The journalism landscape is an ever changing and ever progressing one. Whether it is the surge in popularity of the internet or the dying art of print journalism, it never stands still. With 20 years of trade experience, local freelance journalist Ash Loveridge has certainly seen some developments within the industry. However, arguably the biggest changes since the turn of the century have come during the Coronavirus outbreak.
English football ground to a halt in March as part of the Prime Minister’s demands that the country as a whole should lockdown. The Premier League season then started up again three months later once they were able to safely play matches but the major change being that no fans were allowed back into stadia. Now eight months on from that initial lockdown football is continuing but is still being played in front of empty seats.
The adjustments to the sport have had huge impacts behind the scenes and arguably one industry impacted the most by the changes is journalism.
Speaking on the issue, Loveridge said: “One of the biggest changes is it has proven that working from home is possible.
“It does isolate you and I don’t think it’s really good for people’s mental health.”
Since the Covid-19 outbreak there has been huge uncertainty over job security in practically every sector and journalism is no different. With news companies now having to make ruthless cuts to balance the books, the future of what journalism will look like is unclear and Loveridge is worried for it.
“I am worried about the future of journalism,” he admitted. “You have to question where the hell are the jobs going to be.”
There have been important measures put in place by individual clubs to ensure the safety of those in attendance. Loveridge believes that these safety precautions are important and are being carried out well.
“Clubs are following the rule book and the rules are very stringent,” he added. “For instance, you get zapped with the temperature checker and for someone reason I always get nervous!”

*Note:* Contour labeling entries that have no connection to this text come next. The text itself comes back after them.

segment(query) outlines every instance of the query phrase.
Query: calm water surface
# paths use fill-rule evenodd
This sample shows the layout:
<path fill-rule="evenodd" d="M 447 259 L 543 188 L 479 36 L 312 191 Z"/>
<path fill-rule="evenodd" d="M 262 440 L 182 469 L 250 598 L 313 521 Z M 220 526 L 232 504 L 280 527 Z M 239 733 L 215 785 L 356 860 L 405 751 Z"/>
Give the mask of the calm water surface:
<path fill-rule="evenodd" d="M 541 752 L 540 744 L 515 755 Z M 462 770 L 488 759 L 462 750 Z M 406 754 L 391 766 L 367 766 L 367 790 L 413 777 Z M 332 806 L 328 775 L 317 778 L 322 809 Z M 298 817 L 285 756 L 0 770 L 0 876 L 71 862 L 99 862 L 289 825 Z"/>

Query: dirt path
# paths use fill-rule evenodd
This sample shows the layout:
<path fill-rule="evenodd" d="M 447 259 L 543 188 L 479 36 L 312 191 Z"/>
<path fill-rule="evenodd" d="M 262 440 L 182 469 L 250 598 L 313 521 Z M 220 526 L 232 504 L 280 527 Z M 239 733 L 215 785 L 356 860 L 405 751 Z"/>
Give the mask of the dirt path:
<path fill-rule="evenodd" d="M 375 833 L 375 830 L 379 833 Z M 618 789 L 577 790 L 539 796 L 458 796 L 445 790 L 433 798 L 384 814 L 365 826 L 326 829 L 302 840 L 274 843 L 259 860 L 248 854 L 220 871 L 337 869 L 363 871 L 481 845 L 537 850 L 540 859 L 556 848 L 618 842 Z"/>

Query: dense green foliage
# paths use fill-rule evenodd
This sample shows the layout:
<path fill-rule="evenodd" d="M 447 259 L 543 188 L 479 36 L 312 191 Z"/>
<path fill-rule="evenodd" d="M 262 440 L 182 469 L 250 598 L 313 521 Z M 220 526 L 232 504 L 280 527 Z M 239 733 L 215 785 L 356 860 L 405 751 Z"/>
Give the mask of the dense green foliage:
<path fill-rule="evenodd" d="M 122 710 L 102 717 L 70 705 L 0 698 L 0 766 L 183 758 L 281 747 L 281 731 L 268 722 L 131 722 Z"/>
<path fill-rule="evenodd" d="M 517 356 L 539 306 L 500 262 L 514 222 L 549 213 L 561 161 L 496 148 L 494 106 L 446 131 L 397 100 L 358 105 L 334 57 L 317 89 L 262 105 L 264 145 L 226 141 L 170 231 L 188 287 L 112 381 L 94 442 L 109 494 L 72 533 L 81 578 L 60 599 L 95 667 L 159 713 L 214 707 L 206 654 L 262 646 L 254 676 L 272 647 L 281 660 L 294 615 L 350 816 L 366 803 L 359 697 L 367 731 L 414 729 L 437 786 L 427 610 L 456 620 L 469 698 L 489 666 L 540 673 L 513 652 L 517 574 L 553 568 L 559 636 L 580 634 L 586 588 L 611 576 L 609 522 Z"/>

Boreham Wood have begun refusing local newspapers attending games in an attempt to reduce the number of media representatives at their matches. They argue that a match report is “non-essential” and can be completed at home if the journalist purchases an online match pass.
Loveridge has his own opinion on the matter, he said: “I think you get a better feel for the game when you’re there sat in the stadium. However, you’re probably going to see a lot more on IFollow because you’ve got a better view to a certain extent.”
What is clear to see is that Covid-19 will continue to pose an issue to not just journalism and football but the entire world until a vaccine can be found. Prior to the virus, the media industry was already fragile and print journalism in particular was in a decline. Sadly, the issues Coronavirus has caused for journalism may be hard to bounce back from and adds more uncertainty on what the future may look like.